季淮清把昏睡过去的范思辙送回他家,按着叶闲想好的话略微一解释,又三言两语掩盖过去范思辙左腕上的伤口,就在范家人的道谢声中,赶紧离开了范府。

  

  离了范府,季淮清又不想过早地去大理寺听楚钧尧唠叨,再说问他到南庆的京都也有一段时间了,前面是因为跟在叶闲身边没有机会,之后又是使团的事情要忙,知道现在都没有好好玩一趟京都,现在不正是好时候。

  

  从范府开始,季淮清花了一下午的时间好好逛了一遍南庆的京都,回大理寺的时候

正好赶上晚膳。

  “你怎么来了?”凌骁坐在一边,端着一碗汤,已经看了半晌了,最后在楚钧尧和赵以浔半逼迫的目光下,也只喝了一小口,见季淮清推门进来,连忙放下手里的汤碗。

  “我也是西楚使臣,为什么不能过来,”季淮清坐到曹煊身边,拿了碗筷就准备吃饭,“我今天晚上,就住在这里了。”

  曹煊拿筷子不轻不重地敲了一下季淮清持筷的右手,在季淮清气氛的目光下指了指旁边的水盆,语气温和而不容置疑:“去洗手,多大的人了,还这么没规矩。”

  “知——道——了——”

  

  季淮清故意学小孩子说话,把每个字的尾音都拉得长长的,曹煊举筷又要打他,他跑的倒是快,一溜烟儿就跑到水盆边洗手去了。

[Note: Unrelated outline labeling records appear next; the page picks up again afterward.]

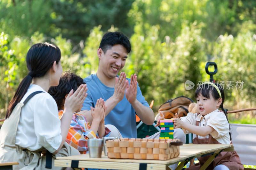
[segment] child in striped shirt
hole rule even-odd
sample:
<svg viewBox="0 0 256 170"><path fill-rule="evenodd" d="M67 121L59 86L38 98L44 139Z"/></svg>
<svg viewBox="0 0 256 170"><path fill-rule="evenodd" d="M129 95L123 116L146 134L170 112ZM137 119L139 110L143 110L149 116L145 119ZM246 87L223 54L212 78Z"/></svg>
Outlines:
<svg viewBox="0 0 256 170"><path fill-rule="evenodd" d="M60 119L62 116L65 99L69 92L72 89L75 92L80 85L85 83L81 77L69 70L62 74L58 86L50 88L48 92L56 101ZM108 136L110 131L105 126L104 120L107 106L103 99L98 99L94 108L91 107L93 120L91 126L86 118L77 113L81 111L82 106L81 105L73 114L66 141L80 153L85 153L88 150L88 139L101 138Z"/></svg>

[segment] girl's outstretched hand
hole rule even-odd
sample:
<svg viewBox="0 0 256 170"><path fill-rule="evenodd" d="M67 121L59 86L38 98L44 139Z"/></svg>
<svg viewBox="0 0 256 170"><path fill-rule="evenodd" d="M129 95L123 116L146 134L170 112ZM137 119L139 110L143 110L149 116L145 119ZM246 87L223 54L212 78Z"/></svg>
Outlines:
<svg viewBox="0 0 256 170"><path fill-rule="evenodd" d="M81 84L74 93L72 89L68 95L64 104L64 110L73 114L81 107L87 96L86 92L88 88L87 84Z"/></svg>
<svg viewBox="0 0 256 170"><path fill-rule="evenodd" d="M99 122L103 121L105 119L106 109L104 100L101 98L97 100L97 102L93 108L91 107L91 114L93 120L98 121Z"/></svg>
<svg viewBox="0 0 256 170"><path fill-rule="evenodd" d="M178 113L175 114L175 118L173 119L174 128L182 128L182 122L178 116Z"/></svg>
<svg viewBox="0 0 256 170"><path fill-rule="evenodd" d="M162 111L159 111L159 113L160 113L160 116L158 117L158 119L156 121L156 124L155 126L156 127L160 125L160 123L159 121L160 120L163 120L164 119L164 114Z"/></svg>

  “来人,”赵以浔唤来外面侍候的小厮,“去再添一副碗筷,还有让人把南边的那间厢房打扫干净。”

  “是。”

  “还有,”季淮清洗完手,走回餐桌坐下,“让院子里的人都离开,我们要谈些隐秘的事情,不想要命的只管偷听。”

  

  这话是说过给明暗二处人听的。

  “是。”

  小厮的动作倒是麻利,很快就又摆了一副碗筷上来,然后连忙退下,此刻这个院子里就只有季淮清他们五个人了。

  

  “什么事了?”

  赵以浔了解季淮清的性子,平常喜欢胡闹,却也是最能分得清轻重缓急的,此刻如此做法,定是出了什么事情。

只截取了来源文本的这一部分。